In an age of faith, we understand contemplation as entry into undivided union with God. On our journey into oneness with the source, ground and goal of our being, we also awaken to our essential union with all other people and parts of nature, even those we are in conflict with. By contrast, in an age of materialism and consumerism, contemplation is reduced to a private experience, even commodified as a program with a price tag. What you buy with commercial contemplation may still be good in itself, like reduction of stress and anxiety, better sleep patterns and health but this is mere packaging compared with what the contemplative traditions urge us to meditate for.

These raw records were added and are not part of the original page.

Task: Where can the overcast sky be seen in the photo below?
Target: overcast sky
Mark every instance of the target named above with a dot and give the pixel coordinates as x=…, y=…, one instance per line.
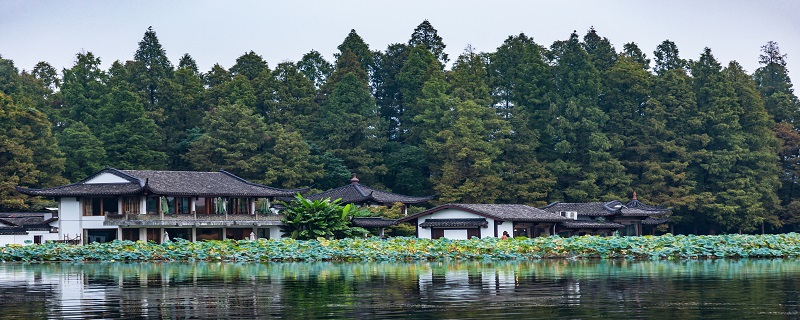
x=220, y=31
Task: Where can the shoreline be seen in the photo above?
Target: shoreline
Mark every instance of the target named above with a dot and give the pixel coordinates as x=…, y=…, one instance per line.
x=665, y=247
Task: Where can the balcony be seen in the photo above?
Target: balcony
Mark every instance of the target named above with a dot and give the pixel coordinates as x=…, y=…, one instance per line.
x=193, y=220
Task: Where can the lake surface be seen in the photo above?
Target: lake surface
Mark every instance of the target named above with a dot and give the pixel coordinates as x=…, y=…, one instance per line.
x=548, y=289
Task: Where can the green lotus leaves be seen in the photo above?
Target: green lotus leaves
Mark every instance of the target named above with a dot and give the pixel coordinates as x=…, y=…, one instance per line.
x=667, y=247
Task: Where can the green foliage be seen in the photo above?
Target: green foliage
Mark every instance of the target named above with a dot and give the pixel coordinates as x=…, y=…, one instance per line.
x=310, y=219
x=29, y=154
x=667, y=247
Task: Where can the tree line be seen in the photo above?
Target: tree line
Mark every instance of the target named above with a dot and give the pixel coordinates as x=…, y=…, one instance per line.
x=576, y=121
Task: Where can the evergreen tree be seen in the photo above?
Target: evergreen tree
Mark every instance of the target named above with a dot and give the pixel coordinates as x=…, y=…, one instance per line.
x=188, y=63
x=294, y=104
x=388, y=93
x=420, y=67
x=351, y=129
x=131, y=139
x=83, y=151
x=182, y=98
x=772, y=81
x=153, y=66
x=289, y=162
x=249, y=65
x=84, y=89
x=314, y=66
x=465, y=151
x=29, y=155
x=667, y=58
x=216, y=76
x=577, y=149
x=600, y=50
x=424, y=34
x=632, y=51
x=356, y=45
x=233, y=139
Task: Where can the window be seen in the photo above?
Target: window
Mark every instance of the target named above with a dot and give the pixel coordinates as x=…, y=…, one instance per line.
x=200, y=205
x=152, y=205
x=240, y=206
x=100, y=206
x=130, y=205
x=182, y=206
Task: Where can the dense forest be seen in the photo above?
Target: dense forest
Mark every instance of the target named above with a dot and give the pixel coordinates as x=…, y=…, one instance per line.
x=576, y=121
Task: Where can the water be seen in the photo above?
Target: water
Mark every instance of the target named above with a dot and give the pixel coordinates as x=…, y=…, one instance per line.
x=550, y=289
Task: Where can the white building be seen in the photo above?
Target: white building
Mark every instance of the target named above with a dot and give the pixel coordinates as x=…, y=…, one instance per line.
x=152, y=205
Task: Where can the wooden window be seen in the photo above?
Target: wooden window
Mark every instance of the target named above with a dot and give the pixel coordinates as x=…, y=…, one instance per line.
x=200, y=205
x=239, y=206
x=183, y=206
x=130, y=205
x=151, y=205
x=154, y=234
x=100, y=206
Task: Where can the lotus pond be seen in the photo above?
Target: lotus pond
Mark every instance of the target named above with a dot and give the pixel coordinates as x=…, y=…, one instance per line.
x=454, y=289
x=667, y=247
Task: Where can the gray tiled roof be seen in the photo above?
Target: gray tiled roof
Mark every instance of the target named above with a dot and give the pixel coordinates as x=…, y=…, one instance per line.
x=175, y=183
x=603, y=209
x=504, y=212
x=21, y=222
x=358, y=193
x=376, y=222
x=591, y=209
x=591, y=225
x=454, y=223
x=655, y=221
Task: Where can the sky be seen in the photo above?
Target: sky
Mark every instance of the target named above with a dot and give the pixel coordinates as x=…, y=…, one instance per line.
x=221, y=31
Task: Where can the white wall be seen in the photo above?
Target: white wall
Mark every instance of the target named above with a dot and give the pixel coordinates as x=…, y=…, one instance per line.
x=107, y=178
x=458, y=214
x=69, y=217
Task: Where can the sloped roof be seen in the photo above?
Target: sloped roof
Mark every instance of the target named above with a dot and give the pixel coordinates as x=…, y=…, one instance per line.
x=174, y=183
x=358, y=193
x=591, y=225
x=592, y=209
x=22, y=222
x=454, y=223
x=634, y=208
x=373, y=222
x=503, y=212
x=655, y=221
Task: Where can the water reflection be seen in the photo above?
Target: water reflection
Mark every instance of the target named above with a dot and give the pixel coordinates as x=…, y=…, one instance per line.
x=454, y=290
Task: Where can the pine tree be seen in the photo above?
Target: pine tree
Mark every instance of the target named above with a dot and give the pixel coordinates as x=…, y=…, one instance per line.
x=667, y=58
x=154, y=67
x=577, y=149
x=388, y=93
x=84, y=89
x=314, y=66
x=29, y=154
x=420, y=67
x=351, y=129
x=249, y=65
x=84, y=152
x=355, y=44
x=427, y=36
x=233, y=139
x=600, y=50
x=130, y=138
x=289, y=162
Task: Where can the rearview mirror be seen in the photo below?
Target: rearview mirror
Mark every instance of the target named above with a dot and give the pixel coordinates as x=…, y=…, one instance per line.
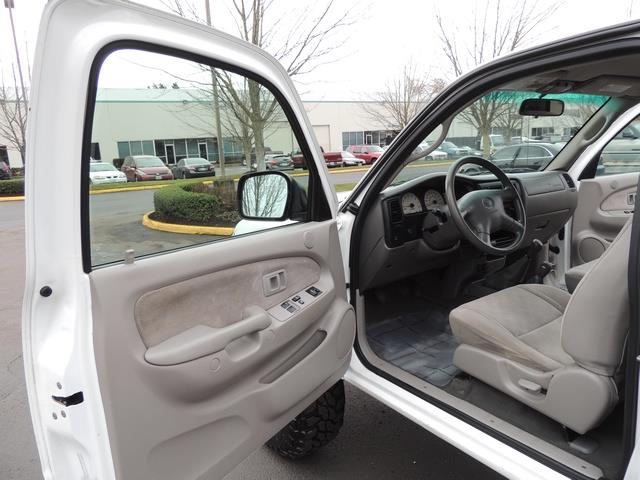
x=264, y=196
x=541, y=107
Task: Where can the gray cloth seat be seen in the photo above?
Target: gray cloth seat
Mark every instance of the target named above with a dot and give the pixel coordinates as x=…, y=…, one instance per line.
x=556, y=352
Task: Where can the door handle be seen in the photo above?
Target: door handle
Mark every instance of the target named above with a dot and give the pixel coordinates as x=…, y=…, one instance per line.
x=202, y=340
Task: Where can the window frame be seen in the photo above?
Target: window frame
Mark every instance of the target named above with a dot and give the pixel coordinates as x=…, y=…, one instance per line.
x=318, y=208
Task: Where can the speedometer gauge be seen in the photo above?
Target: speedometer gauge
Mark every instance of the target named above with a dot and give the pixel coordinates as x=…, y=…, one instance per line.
x=433, y=199
x=411, y=204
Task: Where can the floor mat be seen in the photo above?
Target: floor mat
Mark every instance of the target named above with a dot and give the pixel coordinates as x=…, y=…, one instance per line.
x=420, y=343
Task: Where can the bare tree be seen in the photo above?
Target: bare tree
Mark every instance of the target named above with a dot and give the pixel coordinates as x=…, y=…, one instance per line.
x=496, y=29
x=300, y=50
x=13, y=114
x=403, y=98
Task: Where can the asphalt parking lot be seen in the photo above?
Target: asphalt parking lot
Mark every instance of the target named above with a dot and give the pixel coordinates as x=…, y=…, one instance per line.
x=375, y=442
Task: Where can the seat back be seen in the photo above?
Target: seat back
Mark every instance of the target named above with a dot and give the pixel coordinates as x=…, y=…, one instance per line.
x=596, y=321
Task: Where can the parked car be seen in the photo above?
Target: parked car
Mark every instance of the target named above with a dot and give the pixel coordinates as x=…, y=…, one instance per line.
x=332, y=159
x=495, y=141
x=467, y=150
x=436, y=154
x=140, y=168
x=350, y=160
x=193, y=167
x=530, y=156
x=103, y=172
x=278, y=162
x=5, y=171
x=452, y=150
x=368, y=153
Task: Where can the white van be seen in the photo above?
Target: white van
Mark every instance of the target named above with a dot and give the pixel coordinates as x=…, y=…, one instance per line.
x=499, y=311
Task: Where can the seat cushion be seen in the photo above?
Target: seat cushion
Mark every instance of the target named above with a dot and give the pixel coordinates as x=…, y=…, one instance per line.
x=522, y=323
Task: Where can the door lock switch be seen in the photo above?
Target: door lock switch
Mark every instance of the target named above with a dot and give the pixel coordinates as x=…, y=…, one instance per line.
x=313, y=291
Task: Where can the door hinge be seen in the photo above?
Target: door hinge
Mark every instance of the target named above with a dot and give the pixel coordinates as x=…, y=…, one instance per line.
x=74, y=399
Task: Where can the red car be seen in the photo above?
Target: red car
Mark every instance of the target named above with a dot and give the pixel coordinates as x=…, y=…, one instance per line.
x=332, y=159
x=368, y=153
x=140, y=168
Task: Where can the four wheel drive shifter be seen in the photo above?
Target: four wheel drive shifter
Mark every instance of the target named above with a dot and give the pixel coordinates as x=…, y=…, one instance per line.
x=537, y=270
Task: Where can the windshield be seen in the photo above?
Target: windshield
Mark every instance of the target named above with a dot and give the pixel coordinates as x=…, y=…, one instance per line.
x=492, y=128
x=142, y=162
x=101, y=167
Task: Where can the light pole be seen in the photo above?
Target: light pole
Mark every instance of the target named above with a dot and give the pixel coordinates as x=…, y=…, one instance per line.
x=216, y=103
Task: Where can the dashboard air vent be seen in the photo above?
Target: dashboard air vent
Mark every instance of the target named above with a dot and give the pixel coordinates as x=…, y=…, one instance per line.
x=569, y=180
x=395, y=210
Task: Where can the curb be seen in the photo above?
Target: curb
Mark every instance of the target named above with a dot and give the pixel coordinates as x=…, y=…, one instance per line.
x=156, y=187
x=186, y=229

A major difference between these two approaches is the understanding of the benefits that meditation brings to others both near and far away. Materialistic attitudes collapse us into a narcissistic mindset with terrible blind spots where we focus mostly on ‘what I get out of it’. This severely limits what we do actually get out of it, because materialism blocks the pure, other-centred attention that brings us into transcendence. The nature of narcissism is that the victim doesn’t know he is a narcissist, any more than a cat that jumps on your lap to curl up and puts its claws into your leg knows that it is hurting you. Being so self-involved you become increasingly limited in your level of empathy for others.
If, on the other hand, you come to your daily contemplative work with a mind open to its deeper dimension and purpose, with a sense of mystery, not a purpose of acquisition, then meditation will look quite different. Your approach and practice will be different. The Cloud of Unknowing says that we should look after our health and well-being so that we can meditate. Its harder to do it when you have a fever or are in pain. This is the reverse image of meditating primarily to feel better in the short term. Julian of Norwich says ‘prayer is not an idle occupation. It’s a very powerful instrument of our work and love.’ In that understanding, every meditation becomes good work that brings out the best in you and brings benefits to others.

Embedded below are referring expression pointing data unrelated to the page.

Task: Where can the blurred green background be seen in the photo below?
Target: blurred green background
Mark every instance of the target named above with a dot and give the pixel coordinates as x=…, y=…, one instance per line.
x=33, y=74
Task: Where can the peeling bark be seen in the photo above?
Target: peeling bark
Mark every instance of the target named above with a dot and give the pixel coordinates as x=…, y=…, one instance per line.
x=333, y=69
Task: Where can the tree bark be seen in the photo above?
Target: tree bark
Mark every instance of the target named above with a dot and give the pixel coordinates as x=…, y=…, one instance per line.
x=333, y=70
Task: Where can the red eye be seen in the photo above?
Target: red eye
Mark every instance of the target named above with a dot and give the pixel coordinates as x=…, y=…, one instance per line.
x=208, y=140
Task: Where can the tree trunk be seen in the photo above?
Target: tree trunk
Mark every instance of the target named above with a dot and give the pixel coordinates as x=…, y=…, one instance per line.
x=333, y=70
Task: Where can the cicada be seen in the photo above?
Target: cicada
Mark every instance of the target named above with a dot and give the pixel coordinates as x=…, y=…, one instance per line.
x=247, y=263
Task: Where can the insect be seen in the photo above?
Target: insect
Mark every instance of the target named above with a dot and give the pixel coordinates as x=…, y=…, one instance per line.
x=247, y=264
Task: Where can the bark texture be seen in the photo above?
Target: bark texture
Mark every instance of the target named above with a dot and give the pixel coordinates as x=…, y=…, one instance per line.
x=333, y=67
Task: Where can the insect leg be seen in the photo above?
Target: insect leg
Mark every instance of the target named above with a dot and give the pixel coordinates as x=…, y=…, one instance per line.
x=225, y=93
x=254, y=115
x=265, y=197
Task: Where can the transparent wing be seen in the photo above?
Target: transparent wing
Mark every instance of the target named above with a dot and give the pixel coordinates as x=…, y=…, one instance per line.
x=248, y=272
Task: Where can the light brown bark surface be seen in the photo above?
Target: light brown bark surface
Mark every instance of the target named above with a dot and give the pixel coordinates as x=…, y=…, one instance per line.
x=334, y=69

Indra’s net of existence is a symbol of universal connection in which everything is joined and every point of meeting is a unique jewel reflecting the whole it belongs to. This is simply the way it is and therefore with practice, practice, practice it is how everyone comes to understand themselves in relation to others. What a different vision of reality and the human world from that of the individual collapsed into himself. The apostles were mending their nets when Jesus passed by and called them to follow. So are we even in our distracted meditation every day.